Last time I described in principle how the ambient occlusion shader works, but didn't really go into the details. Today I'll go into a bit more detail.
Something that I think may not have been clear last time is that we're calculating ambient occlusion independently from lighting based on the "blocklight" and "skylight" values. For ambient occlusion we're considering only the arrangement of solid blocks in the immediate neighbourhood, not any genuine sources of light. As a separate step we later multiply together the ambient occlusion value and the light-level based on blocklight and skylight. Again, this is a simplification, and it does result in extra shadows in dark areas, but it generally looks fine.
As we saw previously, to determine the the level of shadow added by occlusion, we determine how much "sky" is visible from the rendered surface, where the sky is actually a horizontal square not very far above the surface. This screenshot shows the view from the ground looking up. The white blocks represent the sky square, and the stone slabs are neighbouring taller cells.
The yellow outline shows the unoccluded area of sky. The following diagram breaks that down into the areas shadowed by each of the eight neihbouring columns:
Area A is the occlusion from a neighbouring corner block, while areas B and C are occlusions from neighbouring side blocks. You'll observe that 1. the corner blocks always occlude rectangular regions of sky; 2. the side blocks occlude trapezoidal areas and 3. the corner block occlusions can overlap with the neighbouring side blocks.
Now, I have to admit that I made a bit of a mistake when I first worked this out, and didn't realise that the side blocks were occluding trapezoids, so I worked it as if they were rectangles instead, like this diagram:
The problem with making this as a simplification is that it will result in significant discontinuities around corners. Encountering these, but not understanding why, I experimented with tweaking values and if you look in the shader code you'll see a comment, "TODO: Figure out why the 2* multiplier is needed in the next line!" I haven't actually figured out why that works yet, but I plan to work through the maths again with trapezoids, if it's not too complicated, and see how it compares. However, for now I'm going to discuss the slightly broken version with the rectangles.

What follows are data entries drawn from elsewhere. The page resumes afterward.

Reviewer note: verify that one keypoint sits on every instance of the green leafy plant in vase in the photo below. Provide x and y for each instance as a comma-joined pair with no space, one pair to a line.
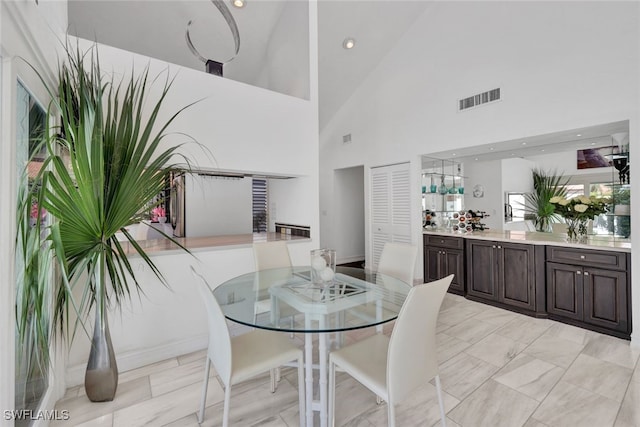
104,165
538,207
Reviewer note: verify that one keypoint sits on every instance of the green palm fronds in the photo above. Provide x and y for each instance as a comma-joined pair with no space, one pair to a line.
105,164
537,203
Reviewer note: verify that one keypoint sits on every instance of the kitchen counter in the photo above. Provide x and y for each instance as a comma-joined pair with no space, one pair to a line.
195,244
538,238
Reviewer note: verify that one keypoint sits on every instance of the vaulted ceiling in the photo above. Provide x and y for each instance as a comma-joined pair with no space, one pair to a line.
156,28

Here's another pair of diagrams of those occlusion rectangles:
On the left we have a similar case with some extra occluding columns. Things to note here are that the yellow corner column provides no extra occlusion because it is shorter than both of the neighbouring side columns. The dotted line shows the division of the sky square into quadrants, each of which we'll handle separately.
On the right diagram, you can see the same arrangement, but different rectangles are highlighted. The orange "+" rectangle is the area of unoccluded sky in the quadrant ignoring the corner column. This can be easily calculated based on the proximity of the neighbouring cells on the sides, and the heights of the columns in those cells. The teal "−" rectangle is the extra occlusion provided by the corner column, which we subtract from the unoccluded area to find the total unoccluded area in the quadrant. We calculate the teal area similarly, using the proximity of the neighbouring side cells, and the height of the corner column, but we make sure to clamp its dimensions to be positive – if either dimension would be negative it means the corner block is not going to provide any occlusion and can be ignored.

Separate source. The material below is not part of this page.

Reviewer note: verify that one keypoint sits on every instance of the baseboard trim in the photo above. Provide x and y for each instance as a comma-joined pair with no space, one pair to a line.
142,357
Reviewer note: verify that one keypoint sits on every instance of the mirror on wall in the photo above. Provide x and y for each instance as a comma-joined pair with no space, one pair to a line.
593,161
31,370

I've left this a bit late, so I don't have formatted code snippets or a nice runnable example, but you can go look at the complete fragment shader in github. The obscurely named "lightcalc" calculates the dimension of one side of the orange rectangle based on the height and proximity of the neighbouring cell, with 1 being the maximum unoccluded size. "cornerlight" calculates the unoccluded area in the quadrant, again with 1 being entirely unoccluded.

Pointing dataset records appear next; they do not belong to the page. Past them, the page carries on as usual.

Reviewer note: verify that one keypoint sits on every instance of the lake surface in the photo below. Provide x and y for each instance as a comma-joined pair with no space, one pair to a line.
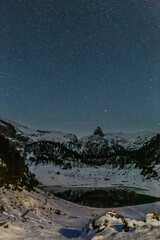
102,197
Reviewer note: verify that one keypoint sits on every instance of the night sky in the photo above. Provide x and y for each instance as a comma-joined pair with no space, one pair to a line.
73,65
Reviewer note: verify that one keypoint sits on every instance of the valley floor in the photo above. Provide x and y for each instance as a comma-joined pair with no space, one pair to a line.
38,215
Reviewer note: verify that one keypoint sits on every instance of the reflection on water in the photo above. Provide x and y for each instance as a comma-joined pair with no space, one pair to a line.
103,197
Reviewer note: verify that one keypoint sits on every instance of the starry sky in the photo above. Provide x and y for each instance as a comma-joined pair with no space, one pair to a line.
73,65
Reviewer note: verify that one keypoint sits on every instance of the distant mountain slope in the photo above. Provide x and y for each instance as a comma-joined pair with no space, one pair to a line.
67,150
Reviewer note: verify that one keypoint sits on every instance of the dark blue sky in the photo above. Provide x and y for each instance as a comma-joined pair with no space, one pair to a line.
76,64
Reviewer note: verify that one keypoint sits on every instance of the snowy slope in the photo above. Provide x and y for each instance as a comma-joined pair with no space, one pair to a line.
37,215
38,135
128,141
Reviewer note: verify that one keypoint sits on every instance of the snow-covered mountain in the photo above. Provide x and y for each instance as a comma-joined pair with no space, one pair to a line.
67,150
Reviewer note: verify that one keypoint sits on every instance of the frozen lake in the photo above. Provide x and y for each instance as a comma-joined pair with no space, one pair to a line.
102,197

This shader is pretty slow. It results in a noticeable frame-rate drop for me. I haven't yet investigated whether the cost is in the quantity of calculations or from sampling all eight neighbouring cells for their height, but I suspect it's the latter. If that's the case, we could preprocess the image and store information about each cell's neighbours in a compressed form, reducing the number of samples needed. Maybe an expert could suggest the most fruitful avenues to optimization.
Here's what it looks like without any textures:
Any thoughts? It occurs to me that I could very well have overlooked a much easier or a less horrifically simplified way to do this. I'll need to look into how feasible it is to properly calculate the trapezoidal areas, and also figure out why the bodge of doubling the teal area results in continous results (at least, continuous between cells of equal height; we don't want continuity across height changes – the whole point of this is to highlight height differences). Feel free to ask questions if it's not clear. I may yet do one more post on this topic if people would like further clarification.